Valencia by James Nulick is a memoir of a man from a fractured family, the story of a boy carelessly raised, who experienced the death of childhood while still a child, growing into a man whose peripatetic life managed to remain anchored a bit by the photographs he keeps in an old cigar box and the ties he maintained in that fractured family. It’s a memoir not so much of a phoenix rising from flames but rather a document that shows how even trees which may appear to be dead still have an endless network of living roots underground. What makes this memoir most remarkable is the way in which Nulick tells his story, in a disjointed manner that mimics the way old friends speak to one another. Nulick assumes his audience is his friend and speaks to us in a way that draws us into his story, bringing up events unknown to the reader but later expanding on those events, a hiccup in timeline that happens often when those who know each other well have conversations.

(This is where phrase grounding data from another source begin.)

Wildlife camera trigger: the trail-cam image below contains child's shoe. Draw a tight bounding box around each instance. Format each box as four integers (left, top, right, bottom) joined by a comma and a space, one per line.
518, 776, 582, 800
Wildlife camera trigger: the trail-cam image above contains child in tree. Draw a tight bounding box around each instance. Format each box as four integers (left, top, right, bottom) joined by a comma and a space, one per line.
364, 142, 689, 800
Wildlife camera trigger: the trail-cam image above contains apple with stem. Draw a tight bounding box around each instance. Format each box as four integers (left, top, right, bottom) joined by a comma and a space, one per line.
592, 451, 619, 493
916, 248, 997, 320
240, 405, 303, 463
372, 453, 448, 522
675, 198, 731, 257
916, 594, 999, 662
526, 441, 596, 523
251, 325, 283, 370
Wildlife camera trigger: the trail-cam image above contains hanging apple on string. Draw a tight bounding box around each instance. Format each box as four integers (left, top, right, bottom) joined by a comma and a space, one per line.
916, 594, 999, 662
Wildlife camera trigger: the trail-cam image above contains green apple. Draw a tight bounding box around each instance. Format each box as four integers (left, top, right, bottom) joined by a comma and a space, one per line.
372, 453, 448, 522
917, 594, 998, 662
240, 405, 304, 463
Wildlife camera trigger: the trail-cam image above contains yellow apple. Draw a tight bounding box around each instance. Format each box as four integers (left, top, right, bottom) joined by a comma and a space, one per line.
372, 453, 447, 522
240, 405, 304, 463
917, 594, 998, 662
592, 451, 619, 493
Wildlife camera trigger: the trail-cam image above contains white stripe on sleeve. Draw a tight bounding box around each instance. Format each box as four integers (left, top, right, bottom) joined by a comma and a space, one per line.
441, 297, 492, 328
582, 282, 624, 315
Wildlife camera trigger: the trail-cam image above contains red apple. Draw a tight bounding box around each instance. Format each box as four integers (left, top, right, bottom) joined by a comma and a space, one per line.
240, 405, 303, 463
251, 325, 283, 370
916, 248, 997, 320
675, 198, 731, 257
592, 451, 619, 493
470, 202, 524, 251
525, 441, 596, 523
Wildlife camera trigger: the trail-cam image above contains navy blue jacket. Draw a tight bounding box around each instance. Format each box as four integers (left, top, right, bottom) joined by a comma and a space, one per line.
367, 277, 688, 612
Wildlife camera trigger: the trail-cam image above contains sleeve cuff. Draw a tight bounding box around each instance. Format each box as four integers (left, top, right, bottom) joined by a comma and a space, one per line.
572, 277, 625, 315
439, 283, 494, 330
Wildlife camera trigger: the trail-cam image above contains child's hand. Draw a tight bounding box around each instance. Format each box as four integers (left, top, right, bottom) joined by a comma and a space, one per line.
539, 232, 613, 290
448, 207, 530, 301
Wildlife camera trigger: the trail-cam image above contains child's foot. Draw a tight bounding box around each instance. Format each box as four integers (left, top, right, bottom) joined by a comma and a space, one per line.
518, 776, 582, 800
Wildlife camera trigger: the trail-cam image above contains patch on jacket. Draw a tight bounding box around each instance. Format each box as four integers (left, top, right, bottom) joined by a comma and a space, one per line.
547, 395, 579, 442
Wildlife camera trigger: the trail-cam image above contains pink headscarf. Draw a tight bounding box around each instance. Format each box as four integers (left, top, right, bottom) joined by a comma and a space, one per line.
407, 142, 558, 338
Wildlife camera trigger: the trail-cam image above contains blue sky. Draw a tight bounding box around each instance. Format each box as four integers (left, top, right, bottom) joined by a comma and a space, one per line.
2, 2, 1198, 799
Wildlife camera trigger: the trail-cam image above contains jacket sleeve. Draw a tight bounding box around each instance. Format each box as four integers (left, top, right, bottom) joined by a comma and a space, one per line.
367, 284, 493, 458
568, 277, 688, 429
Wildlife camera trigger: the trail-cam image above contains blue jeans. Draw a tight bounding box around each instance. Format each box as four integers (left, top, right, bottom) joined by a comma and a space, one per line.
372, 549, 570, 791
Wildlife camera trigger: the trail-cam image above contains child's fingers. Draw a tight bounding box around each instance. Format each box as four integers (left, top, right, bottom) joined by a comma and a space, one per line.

The Suiciders by Travis Jeppesen is a book I need a very clear head to discuss. I can’t even try to summarize it now. I don’t know whether I loved it or hated it. Perhaps both? Neither? It is a book that defies easy synopses and was a book I read in spurts, which made it all the harder to really grasp. I may reread it before I attempt to speak of it. But even as I have no fucking idea what this book really means to me, it’s still niggling away in the back of my head, demanding attention.

House of Psychotic Women by Kier-La Janisse is a book that gave me hope regarding my own approach to my media of choice. Janisse discusses neuroses in women as depicted in horror and exploitation cinema, and she discusses these films not so much using cinematic aesthetic criteria as she uses her own personal experiences as the relevant filter for these films. Her relationship to the films were the basis of the book, even as she discussed schools of cinematic thought and psychiatric ideas. I have always filtered literature this way and I have been told by a couple of academicians that it’s a lazy, self-absorbed and ultimately useless way to discuss books. That may be so but at the same time I cannot abide a review that doesn’t tell me simply whether or not the reviewer liked the book and why. We may all find value in beautiful prose, in deft characterization, in well-constructed plots, but if the book does not move that which is you, that part of you that exists beyond education and cultured reaction, then all the authorial skill in the world is meaningless. Discussing literature or any media this way has perils – I discuss far more of my life discussing books that connect with me than some diarists and you get to see all the dirty dishes behind the kitchen door. But it’s the only way I can discuss books, and it was heartening to see this approach used by a woman who is clearly a strong thinker even as she responds with herself as the filter.

There are other books I plan to discuss, like Trevor Blake’s Confessions of a Failed Egoist, as well as what I have now come to call The Borderline Personality Potboilers – books by Gillian Flynn, Claire Messaud and Paula Hawkins. I have great hopes that 2016 will be a wholly different year and I can reconstruct this site into the place I always wanted it to be. For those who still read here, thanks for hanging on, and hopefully more will join you when OTC is updated regularly.

Have a happy holiday, however you celebrate!